Generic, reusable utilities for validating data migration from legacy systems to modern cloud platforms.
Project description
databridge-validator
Generic, reusable utilities for validating data migration from legacy systems (mainframe COBOL, DB2, flat files) to modern cloud platforms (AWS Aurora, S3, Redshift, etc.).

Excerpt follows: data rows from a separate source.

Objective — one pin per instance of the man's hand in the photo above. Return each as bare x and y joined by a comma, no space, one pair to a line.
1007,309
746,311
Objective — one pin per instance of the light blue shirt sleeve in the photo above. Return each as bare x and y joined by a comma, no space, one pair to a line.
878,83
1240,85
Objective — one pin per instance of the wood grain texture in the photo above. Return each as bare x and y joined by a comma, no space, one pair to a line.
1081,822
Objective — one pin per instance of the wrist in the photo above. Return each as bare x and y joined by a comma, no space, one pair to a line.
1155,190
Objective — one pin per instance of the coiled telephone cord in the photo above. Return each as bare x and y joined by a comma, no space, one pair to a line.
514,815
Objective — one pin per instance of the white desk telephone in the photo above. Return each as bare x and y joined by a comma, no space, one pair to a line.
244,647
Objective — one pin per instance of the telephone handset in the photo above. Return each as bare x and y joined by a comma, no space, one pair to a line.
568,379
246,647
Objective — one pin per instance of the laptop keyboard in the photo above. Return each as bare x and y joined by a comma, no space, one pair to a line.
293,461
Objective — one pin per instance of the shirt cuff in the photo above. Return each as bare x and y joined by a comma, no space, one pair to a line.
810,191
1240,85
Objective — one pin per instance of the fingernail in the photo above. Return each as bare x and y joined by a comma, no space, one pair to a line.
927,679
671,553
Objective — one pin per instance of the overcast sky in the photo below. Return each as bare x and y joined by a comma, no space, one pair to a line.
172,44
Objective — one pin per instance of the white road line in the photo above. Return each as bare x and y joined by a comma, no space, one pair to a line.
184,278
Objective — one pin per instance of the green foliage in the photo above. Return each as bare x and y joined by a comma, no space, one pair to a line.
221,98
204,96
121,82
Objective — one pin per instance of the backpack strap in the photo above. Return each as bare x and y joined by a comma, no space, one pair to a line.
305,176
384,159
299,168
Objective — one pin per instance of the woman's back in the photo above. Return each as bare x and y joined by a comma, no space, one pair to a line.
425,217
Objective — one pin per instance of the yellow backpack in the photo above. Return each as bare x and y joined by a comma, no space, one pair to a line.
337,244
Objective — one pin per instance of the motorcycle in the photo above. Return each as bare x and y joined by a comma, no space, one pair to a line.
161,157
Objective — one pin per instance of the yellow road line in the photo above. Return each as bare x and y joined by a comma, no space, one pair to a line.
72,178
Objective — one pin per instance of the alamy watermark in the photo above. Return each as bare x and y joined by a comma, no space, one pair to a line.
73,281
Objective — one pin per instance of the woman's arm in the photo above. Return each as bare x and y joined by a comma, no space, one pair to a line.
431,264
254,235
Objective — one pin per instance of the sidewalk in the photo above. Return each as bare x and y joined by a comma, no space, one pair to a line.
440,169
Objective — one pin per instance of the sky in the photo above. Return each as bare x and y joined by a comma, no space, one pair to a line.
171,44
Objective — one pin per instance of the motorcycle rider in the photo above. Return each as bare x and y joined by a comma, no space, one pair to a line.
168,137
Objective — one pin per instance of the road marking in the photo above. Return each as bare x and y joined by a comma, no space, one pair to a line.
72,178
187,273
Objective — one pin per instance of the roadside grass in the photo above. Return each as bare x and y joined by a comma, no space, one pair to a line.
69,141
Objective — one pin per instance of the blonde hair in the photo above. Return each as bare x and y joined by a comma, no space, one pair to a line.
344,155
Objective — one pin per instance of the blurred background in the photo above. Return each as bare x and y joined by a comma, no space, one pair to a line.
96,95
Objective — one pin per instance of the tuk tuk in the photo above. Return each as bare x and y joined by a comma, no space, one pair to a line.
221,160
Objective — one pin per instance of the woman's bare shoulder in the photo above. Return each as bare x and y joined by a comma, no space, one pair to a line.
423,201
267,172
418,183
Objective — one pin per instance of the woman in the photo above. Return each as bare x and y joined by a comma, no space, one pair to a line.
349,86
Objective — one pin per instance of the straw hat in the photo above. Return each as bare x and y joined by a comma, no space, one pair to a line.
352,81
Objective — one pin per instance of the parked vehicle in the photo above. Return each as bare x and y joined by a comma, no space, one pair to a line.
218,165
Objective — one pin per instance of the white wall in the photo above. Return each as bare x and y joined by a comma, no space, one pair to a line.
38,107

Supply source and target DataFrames (pandas or PySpark). The library compares them and generates structured validation reports: mismatches, source-only extras, target-only extras, summary statistics, and optionally masks PII columns in reports.
Table of Contents
- Features
- Installation
- Quick Start
- Core API
- Reporting Utilities
- Data Cleaning
- PII Masking
- DataFrame Utilities
- PySpark Support
- Report Columns Modes
- Full Example
- Development
- License
Features
- Hash-based comparison engine — Efficiently compares DataFrames using SHA-256 row hashing with a two-stage algorithm
- Dual DataFrame support — Every function works with both pandas and PySpark DataFrames
- Structured results — Returns typed
ValidationResultdataclass, not raw DataFrames - Mismatch detail — Per-column diff strings:
[{col : (src_val:tgt_val)}, ...] - PII masking — 4 built-in strategies: alternate, hash, redact, partial
- Schema comparison — Detect missing, extra, and type-mismatched columns
- Data cleaning — Trim whitespace, remove control characters
- Null analysis — Report null counts per column
- Duplicate detection — Find duplicate rows by key columns
- Zero mutation — Input DataFrames are never modified
- Minimal dependencies — Only
pandasrequired; PySpark is optional
Installation
Requires Python 3.9 or higher. Tested on Python 3.9, 3.10, 3.11, and 3.12.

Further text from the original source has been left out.